Studies have shown that dogs that receive mental stimulation live longer and happier lives. Canine enrichment improves your dog’s behavior by keeping his brain occupied. Without enough mental stimulation, poor behavior is often a result. This can manifest as excessive chewing, pacing, whining, licking himself, or even engaging in fights.
While every walk is certainly important, it can be made even better if you let your dog sniff and explore a bit. Your dog gathers information through sniffing, just like you do when you read the news.
Spend time with your dog that is free from distractions, where you are both engaged in an activity. Working together on tricks, agility, or exercise equipment can be very rewarding for both of you and truly enhance your relationship, which results in better communication and better behavior.

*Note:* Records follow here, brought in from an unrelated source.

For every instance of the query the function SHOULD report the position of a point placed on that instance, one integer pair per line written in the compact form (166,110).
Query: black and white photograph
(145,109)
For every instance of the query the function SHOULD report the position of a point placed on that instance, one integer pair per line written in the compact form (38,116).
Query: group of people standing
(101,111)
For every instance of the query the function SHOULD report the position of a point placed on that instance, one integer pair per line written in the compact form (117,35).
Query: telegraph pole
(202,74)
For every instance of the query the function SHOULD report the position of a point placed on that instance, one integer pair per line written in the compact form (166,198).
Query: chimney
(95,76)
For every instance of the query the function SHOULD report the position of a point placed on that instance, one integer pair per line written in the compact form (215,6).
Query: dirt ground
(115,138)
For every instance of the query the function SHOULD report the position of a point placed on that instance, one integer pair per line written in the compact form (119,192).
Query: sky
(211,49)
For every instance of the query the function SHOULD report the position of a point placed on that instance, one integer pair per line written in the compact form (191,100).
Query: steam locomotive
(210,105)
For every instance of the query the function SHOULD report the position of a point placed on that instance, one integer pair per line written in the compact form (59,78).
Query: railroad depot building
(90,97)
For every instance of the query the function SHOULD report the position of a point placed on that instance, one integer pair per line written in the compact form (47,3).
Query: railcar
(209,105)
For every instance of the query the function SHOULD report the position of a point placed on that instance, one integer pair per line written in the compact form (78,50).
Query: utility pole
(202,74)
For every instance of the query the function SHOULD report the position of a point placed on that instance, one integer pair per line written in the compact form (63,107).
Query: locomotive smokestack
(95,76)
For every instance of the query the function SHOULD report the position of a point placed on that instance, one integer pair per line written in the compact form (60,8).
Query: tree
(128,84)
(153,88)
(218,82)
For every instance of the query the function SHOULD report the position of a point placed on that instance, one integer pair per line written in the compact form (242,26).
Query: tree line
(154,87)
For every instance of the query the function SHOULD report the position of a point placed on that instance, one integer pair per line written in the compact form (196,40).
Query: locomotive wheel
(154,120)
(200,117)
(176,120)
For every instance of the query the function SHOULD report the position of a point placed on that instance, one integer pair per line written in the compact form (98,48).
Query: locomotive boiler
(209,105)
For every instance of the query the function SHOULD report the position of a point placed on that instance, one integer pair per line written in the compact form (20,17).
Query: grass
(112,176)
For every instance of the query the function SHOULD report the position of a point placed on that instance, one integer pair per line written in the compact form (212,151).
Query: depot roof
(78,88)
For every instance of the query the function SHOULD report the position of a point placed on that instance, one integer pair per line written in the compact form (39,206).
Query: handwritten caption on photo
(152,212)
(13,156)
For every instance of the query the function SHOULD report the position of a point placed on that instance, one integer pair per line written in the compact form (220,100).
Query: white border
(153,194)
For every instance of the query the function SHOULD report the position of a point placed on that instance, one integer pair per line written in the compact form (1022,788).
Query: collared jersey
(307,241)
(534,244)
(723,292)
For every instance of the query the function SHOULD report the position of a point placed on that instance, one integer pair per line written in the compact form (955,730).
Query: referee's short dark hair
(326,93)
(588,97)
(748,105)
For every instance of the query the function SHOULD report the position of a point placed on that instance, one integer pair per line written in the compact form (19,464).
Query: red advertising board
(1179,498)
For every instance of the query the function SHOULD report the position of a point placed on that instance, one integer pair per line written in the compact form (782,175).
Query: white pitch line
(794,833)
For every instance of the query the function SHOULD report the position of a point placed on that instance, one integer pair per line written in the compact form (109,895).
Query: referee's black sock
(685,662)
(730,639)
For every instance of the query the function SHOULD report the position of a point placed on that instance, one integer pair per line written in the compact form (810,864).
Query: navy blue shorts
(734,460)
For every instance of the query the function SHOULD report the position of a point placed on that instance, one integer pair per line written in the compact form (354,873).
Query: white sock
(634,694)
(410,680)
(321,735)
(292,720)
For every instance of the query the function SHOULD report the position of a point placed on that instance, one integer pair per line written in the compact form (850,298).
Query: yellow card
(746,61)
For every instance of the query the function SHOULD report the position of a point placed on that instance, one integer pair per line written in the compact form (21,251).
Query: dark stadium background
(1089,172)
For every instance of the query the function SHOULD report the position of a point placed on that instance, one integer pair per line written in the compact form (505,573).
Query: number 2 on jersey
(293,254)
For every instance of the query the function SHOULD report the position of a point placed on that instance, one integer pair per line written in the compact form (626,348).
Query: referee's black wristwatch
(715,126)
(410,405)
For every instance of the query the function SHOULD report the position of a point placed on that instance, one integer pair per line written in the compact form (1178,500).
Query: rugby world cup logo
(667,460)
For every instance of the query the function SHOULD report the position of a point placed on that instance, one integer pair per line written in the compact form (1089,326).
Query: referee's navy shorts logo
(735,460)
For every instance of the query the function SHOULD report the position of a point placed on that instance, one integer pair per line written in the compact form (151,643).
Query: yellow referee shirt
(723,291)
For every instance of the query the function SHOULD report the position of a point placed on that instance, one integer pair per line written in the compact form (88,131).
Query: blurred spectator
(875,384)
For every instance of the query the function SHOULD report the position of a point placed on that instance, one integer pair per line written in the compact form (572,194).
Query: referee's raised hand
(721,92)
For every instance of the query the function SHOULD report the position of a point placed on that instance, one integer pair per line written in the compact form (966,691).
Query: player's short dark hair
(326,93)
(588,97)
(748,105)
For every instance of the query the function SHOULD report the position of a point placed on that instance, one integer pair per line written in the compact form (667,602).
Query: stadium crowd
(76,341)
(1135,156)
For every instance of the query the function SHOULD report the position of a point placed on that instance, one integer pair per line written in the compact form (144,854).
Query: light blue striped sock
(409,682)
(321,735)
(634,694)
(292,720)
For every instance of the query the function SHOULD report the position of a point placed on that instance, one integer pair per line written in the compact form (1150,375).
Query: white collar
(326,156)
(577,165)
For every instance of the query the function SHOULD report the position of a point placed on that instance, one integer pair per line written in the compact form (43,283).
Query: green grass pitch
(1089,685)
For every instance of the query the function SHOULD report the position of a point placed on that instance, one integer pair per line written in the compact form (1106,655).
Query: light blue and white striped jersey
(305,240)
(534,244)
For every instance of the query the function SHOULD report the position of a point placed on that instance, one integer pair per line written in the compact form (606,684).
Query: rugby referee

More ways to stimulate your dog’s brain:
- Teach your dog some new tricks.
- Refresh with a training class; even you have a senior dog who has done it before.
- Join a dog training club.
- Do agility together.
- Feed raw meaty bones.
- Take your dog swimming.
- Spend time using canine exercise equipment.
- Play hide and seek with treats.
- Treat Puzzles
- Flirt Poles
- Snuffle Mats
- Stuffed Kongs
- Obstacle Courses
- Nose Work Games
- Treat dispensing Toys
- Sniff Walks
- Provide a special place where digging is not only allowed, but encouraged.
With our busy lives, it can be hard to make time for an enrichment activity, but you can change what you already do (like how you do your walks or how you serve meals). A slight change will make a difference. You’ll notice that the two of you grow closer and happier, enriching both of your lives.